Thanks for the clarification - yes, when 1k of SRAM is available one may well have to sacrifice luxuries to minimise the footprint. FreeRTOS is, for example, not really feasible on such a device.
One can still do a fair amount with the uTasker OS but buffers need to be kept small and RAM utilisation carefully monitored.
I do have a reference on the KEA8, which also has only 8k Flash and 1k SRAM:
http://www.utasker.com/kinetis/TRK-KEA8.html
where it runs the OS with a few application functions (buffered UART, low power modes, keyboard interrupts) including precise memory monitoring (6.23k Flash / 965 bytes SRAM used in worst case).

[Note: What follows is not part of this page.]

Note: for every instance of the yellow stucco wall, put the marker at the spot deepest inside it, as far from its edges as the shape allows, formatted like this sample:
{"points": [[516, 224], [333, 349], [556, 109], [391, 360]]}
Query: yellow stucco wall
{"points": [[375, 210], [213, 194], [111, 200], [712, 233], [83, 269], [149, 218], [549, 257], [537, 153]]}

At the end of the day it depends on quantities - with OS the development cycle to achieve the required functionality and reliability may be much shorter. At some point - when quantity gets high enough - the silicon price saving from a chip with 16k Flash and 2k SRAM (chosen for fast design with OS) to the one with 8k Flash and 1k SRAM (no OS) will compensate the engineering time to achieve and maintain a pure bare-metal design will cut in. The question is where the cross-over is since that is difficult to estimate/predict. What should however be avoided is investing $10k in engineering to save $1k in HW costs, which unfortunately often occurs when the "big picture" is not considered.